The spouse and I recently took a trip to Charlottesville, Virginia, and visited the presidential homes of Thomas Jefferson, James Madison, and James Monroe. Jefferson’s Monticello and Monroe’s Highland Plantation (now called Ash Lawn—Highland) are a few miles apart in the foothills of the Blue Ridge Mountains. Madison’s Montpelier is a forty-five minute drive away. Six weeks earlier we had gone to George Washington’s Mount Vernon. We were struck by many things including the fact that Washington, Jefferson, Madison, and Monroe all owned hundreds of slaves.

We noted also that the guides at each of the homes referred to slaves as “enslaved people.” The informational placards at all the homes also refrained from using the word “slaves.”

I asked a guide at Montpelier about this. She replied that we should be seeing those in bondage as individuals with multi-dimensional lives. They should not be defined solely by their status as slaves. Thus, “enslaved people” is the preferred term.

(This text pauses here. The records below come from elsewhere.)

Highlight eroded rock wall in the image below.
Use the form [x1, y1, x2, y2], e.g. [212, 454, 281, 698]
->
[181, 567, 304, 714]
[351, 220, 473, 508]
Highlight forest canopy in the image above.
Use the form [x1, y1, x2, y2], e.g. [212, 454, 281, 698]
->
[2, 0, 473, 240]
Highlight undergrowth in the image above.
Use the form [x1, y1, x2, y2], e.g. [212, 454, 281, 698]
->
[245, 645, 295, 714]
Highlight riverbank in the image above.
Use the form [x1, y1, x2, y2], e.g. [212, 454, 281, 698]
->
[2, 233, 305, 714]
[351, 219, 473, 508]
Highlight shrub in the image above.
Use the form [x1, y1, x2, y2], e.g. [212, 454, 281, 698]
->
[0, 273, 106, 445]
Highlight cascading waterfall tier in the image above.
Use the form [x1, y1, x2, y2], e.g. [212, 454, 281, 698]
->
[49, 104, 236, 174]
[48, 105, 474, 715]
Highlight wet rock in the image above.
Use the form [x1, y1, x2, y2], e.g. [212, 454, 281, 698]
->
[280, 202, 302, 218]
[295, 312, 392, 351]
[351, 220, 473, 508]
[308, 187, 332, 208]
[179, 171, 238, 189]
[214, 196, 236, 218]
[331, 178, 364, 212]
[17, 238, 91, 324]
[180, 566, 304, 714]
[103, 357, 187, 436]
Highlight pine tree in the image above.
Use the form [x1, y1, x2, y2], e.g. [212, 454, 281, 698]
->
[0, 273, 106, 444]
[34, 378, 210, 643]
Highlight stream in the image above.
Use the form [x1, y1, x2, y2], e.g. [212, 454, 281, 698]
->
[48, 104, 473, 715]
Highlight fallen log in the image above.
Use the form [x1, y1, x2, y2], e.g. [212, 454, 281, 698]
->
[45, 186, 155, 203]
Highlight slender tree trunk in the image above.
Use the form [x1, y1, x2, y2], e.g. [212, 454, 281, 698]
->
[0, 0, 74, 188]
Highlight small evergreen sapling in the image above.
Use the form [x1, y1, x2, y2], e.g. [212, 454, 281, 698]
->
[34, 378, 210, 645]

I understood that, but while better capturing the humanity of those in slavery, it also, at least to me, undercuts the force of slavery as an institution.

“Enslaved people” sounds too much like “indentured servitude,” a temporary and often voluntary condition. Yes, we should see the enslaved people as part of the humanity of which we are all part, but we should also recognize that the white slave society existed because it saw the slaves as less than fully human. You can say and even believe that “All men are created equal,” but you can own others only if you believe that those others are not fully human. We should see those in bondage as human, but realize that many who founded our country could not recognize the complete humanity in them. And perhaps then we might reflect on how many today do not see others who have different skin colors or eyes through the lens of “All men are equated equal.”

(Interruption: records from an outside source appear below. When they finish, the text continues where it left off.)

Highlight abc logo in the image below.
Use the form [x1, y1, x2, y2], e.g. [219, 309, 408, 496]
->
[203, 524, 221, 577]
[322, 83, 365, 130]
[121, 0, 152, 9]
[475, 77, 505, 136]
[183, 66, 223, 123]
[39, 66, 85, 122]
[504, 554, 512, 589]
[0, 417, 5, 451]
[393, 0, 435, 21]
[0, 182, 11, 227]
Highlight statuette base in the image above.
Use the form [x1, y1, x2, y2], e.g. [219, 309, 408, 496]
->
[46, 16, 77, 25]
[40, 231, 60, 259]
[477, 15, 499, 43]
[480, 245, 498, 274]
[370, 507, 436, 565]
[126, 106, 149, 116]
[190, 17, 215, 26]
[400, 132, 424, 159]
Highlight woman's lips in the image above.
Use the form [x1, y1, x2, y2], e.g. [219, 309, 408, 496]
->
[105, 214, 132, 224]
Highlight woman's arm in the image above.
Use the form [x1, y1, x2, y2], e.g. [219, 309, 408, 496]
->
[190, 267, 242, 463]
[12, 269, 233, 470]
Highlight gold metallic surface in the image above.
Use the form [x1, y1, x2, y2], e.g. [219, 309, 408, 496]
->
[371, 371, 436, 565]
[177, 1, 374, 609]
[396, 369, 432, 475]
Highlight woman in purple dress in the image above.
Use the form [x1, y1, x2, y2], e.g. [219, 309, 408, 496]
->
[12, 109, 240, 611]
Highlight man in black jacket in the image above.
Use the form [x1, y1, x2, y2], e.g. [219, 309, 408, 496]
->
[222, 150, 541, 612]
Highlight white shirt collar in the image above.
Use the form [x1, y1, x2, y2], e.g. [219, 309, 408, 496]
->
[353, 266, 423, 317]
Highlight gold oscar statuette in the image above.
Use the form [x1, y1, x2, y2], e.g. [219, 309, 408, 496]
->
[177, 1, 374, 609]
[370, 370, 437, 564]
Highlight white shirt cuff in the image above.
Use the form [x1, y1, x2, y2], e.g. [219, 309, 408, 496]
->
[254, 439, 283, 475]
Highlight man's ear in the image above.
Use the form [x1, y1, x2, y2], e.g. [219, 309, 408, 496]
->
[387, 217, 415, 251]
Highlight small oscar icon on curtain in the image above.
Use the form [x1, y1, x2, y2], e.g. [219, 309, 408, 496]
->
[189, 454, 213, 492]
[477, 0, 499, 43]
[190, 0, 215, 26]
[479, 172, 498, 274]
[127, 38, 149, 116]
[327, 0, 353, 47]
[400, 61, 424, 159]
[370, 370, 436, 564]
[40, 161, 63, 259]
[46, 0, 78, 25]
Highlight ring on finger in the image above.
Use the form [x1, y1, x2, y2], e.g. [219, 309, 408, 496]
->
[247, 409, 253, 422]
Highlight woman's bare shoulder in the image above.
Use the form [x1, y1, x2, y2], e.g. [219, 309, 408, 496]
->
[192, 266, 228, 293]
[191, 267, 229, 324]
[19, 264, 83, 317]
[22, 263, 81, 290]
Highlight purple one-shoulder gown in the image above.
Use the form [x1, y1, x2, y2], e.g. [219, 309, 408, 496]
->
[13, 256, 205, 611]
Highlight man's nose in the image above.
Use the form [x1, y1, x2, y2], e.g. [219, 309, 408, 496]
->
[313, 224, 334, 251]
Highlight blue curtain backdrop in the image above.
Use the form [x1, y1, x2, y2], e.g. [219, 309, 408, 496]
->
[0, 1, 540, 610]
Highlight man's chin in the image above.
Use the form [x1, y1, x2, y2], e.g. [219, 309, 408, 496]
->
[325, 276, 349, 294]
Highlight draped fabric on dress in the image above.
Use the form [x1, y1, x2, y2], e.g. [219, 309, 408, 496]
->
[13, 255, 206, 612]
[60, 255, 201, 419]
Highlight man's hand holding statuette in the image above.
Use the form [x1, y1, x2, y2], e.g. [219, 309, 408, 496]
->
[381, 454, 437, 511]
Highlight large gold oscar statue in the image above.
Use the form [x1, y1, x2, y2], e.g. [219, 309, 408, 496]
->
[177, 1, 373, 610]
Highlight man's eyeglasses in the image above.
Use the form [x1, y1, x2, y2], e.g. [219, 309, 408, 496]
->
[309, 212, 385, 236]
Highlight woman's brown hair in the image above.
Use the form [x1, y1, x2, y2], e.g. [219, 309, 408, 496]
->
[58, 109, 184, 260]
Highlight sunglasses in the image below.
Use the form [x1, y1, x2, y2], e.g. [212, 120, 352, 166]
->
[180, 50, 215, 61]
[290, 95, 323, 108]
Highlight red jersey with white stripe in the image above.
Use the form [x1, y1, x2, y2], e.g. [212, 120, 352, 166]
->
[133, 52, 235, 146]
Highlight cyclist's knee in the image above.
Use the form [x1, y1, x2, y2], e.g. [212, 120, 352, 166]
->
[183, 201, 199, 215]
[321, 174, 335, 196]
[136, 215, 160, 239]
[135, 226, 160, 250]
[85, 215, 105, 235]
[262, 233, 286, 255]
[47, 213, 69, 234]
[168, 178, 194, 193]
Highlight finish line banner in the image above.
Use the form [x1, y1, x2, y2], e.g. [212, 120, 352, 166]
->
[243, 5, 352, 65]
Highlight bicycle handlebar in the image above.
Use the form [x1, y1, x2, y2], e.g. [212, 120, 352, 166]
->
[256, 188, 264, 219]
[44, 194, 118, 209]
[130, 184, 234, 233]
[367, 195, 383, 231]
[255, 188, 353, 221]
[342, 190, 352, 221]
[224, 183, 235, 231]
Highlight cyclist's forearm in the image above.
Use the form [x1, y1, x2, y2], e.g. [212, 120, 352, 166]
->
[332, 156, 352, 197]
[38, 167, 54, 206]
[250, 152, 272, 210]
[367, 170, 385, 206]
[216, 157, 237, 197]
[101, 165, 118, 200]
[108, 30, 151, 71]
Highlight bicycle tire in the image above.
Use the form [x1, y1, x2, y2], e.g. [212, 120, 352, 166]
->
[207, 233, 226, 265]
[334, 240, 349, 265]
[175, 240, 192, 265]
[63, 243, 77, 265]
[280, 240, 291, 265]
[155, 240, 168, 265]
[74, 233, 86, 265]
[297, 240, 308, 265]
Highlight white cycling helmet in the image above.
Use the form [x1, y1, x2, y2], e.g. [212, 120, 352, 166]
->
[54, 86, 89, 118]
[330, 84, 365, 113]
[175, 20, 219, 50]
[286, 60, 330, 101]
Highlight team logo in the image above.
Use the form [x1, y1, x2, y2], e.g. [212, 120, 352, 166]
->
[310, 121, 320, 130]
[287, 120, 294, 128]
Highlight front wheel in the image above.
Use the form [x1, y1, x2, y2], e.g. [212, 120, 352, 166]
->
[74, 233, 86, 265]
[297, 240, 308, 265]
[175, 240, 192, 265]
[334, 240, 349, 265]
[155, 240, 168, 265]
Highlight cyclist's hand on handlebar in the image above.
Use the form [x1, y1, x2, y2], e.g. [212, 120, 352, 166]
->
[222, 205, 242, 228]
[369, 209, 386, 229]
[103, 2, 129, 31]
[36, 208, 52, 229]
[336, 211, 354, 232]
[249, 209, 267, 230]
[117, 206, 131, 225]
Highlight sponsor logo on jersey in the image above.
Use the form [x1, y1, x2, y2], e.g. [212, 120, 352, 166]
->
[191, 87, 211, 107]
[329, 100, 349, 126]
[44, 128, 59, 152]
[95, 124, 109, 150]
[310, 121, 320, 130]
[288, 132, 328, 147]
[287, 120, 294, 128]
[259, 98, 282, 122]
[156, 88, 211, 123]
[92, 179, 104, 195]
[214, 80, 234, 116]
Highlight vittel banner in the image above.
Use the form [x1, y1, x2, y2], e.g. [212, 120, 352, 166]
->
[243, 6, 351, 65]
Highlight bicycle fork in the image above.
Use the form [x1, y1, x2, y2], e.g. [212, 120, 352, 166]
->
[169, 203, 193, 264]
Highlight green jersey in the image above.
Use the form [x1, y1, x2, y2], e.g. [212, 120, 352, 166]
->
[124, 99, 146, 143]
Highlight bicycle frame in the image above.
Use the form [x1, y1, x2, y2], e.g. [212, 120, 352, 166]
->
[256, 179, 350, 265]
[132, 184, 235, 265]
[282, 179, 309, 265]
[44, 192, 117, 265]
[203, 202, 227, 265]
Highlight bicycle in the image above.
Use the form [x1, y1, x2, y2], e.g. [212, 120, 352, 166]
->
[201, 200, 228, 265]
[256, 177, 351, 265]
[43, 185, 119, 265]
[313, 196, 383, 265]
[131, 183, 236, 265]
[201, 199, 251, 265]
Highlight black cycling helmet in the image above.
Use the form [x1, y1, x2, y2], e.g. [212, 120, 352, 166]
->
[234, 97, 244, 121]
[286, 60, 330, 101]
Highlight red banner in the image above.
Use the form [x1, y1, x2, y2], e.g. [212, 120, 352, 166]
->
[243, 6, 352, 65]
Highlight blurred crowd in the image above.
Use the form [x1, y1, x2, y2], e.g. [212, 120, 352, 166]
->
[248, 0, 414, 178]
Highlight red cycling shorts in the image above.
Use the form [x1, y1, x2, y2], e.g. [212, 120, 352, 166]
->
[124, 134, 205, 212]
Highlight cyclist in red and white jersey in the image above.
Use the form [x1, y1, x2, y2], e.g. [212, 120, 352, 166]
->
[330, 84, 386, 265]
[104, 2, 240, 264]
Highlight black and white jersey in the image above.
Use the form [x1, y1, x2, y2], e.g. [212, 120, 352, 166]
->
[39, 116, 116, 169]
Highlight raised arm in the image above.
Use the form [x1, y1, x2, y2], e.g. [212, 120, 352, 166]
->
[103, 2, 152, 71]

All the homes now deal more forthrightly with slavery than on a visit decades ago and admit freely that those presidents could live their affluent lives only because they held others in bondage. The homes now try to provide some understanding of slave lives. Montpelier has an extensive exhibit called “The Mere Distinction of Color” that is informative, profound, provocative, and moving. Monticello and Montpelier show us the primitive cabins where the slaves lived. A sign at Jefferson’s home taught me a lot. It stated that the slaves were allotted only eight pounds of cornmeal and one pound of pork a week. (It is hardly surprising that slaves often tried to steal meat, and Jefferson’s smokehouse was carefully, if not always successfully, locked.) But I doubt that no matter what I might see or read, I can ever truly understand what it was like to be an enslaved person.

On the other hand, for a more complete understanding of slave lives in their context, I wish I had a better understanding of non-slave lives at the country’s founding. Visiting the homes, I got some understanding of the luxurious lives of the presidents, but I know little about how ordinary people of that time lived. I assume, but do not know, that many northern farmers were only eking out a living. What were their accommodations and diet? What was the life like for the majority of the whites in the south at that time?  In a number of southern states, a graphic at Montpelier revealed, blacks comprised up to 40% of the population. Since people like Jefferson, Madison, and Monroe owned up to 300 slaves, the vast majority of the whites in those must not have owned slaves. What was life like in a slave society for the whites who did not own slaves? What were their attitudes towards enslaved people and slavery? How did they regard those who owned hundreds of slaves?

It was not the mission of the presidential homes to explore such questions, but the visits made me wonder about them.